It appears that discourse has dropped some parts of imported emails during the import process. I’ve only noticed one example of this so far, but it’s only an accident I noticed this one (since I was reading this thread, and the issue here is blatant). So I assume there’s more similar problems throughout the import.
Check out the difference between this one-paragraph response, which makes it look like the poster failed to ever substantively reply to the questions:
(Note, there I’ve linked to the google group mirror instead of the message in the official llvm-dev archives because the original message used colors/indents to denote quoting, which the mailman archive does not render, making it rather unintelligible.)
I also wonder if this is the same (or a similar) problem to the message on the Discourse Retrospective thread in which jcranmer noted that some message text was lost on a (new) email reply sent to discourse.
Hmm, there is a Google Groups mirror… that seems like it would have been a relatively small step away from just replacing Mailman with Google Groups, which seems like it would be much simpler than this. Was that considered?
I don’t know how the process of import for Discourse works or how they validated it, but this is puzzling overall.

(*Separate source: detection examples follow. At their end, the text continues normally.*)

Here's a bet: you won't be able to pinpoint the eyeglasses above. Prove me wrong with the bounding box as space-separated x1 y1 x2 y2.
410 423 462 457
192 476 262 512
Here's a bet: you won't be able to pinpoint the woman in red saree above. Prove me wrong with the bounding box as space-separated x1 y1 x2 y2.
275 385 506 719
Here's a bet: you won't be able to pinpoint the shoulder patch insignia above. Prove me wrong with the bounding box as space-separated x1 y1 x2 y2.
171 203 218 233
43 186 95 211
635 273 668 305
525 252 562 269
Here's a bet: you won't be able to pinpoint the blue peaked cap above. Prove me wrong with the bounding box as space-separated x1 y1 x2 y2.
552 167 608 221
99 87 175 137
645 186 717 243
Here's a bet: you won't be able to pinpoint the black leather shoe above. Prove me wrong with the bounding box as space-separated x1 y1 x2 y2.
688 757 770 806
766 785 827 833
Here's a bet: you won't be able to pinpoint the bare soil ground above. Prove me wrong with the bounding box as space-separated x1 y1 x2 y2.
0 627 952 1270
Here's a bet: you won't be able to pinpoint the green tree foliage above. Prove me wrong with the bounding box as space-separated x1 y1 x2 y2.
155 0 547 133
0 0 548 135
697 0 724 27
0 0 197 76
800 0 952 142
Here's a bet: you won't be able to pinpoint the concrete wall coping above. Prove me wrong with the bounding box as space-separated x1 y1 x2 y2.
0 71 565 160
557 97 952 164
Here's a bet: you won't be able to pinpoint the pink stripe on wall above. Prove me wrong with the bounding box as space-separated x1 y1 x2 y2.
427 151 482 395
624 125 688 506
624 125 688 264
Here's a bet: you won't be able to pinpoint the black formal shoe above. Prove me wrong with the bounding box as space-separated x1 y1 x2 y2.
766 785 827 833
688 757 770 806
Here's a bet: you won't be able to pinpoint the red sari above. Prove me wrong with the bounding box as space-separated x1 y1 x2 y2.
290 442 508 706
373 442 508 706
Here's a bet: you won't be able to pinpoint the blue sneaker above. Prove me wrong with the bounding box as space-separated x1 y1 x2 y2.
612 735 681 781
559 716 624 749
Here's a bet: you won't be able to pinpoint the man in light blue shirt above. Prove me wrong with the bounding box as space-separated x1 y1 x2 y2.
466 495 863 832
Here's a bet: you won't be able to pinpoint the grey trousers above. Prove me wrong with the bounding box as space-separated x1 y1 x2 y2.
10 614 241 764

My approach would have been to implement this with a round-tripping and ensure (maybe with some normalization of the input) that we don’t lose information in the process (we can recover the input from the output).
I guess the trade-off is in importing the mailing-list archives “as-is” vs importing something that “looks like it was written in Discourse originally”, the latter requiring (imperfect) heuristic to interpret the messages instead of just importing them.
We are aware of a few situations that caused emails to not be imported correctly. We are working with the Discourse support team to identify more of the cases and to fix them automatically. However, no data has been lost and we can always fix these up manually in the meantime. You can email discourse-admin@llvm.org with any of these import issues (or tag the admins on the post) so we can pass it along to the Discourse support team and to also fix them.
I’ll update here once we have more to share, but I wanted to share that we have been working on this in the background.
Thanks. We are working with the Discourse team to automatically find these and update them. So I haven’t fixed up the list just yet, but I am checking with them if I should do that or wait.
Their email parsing works better when HTML versions of the email are available, because they take cues added by email clients in the HTML tags.
They are looking at improvements to their email parsing with only unstructured text.
A bug was found which affects parsing of certain emails when HTML is available, causing them to be parsed by text instead. They are working on a fix for this.
Some stats about our import:
237k total emails
text available?
HTML available?
ultimately parsed from
count
notes
yes
no
text
134519
yes
yes
HTML
89869
yes
yes
text
11897
← BUG
no
yes
HTML
653
Please note that this data says nothing about how prevalent emails have been truncated.
This work is ongoing, and I will update as we have more information.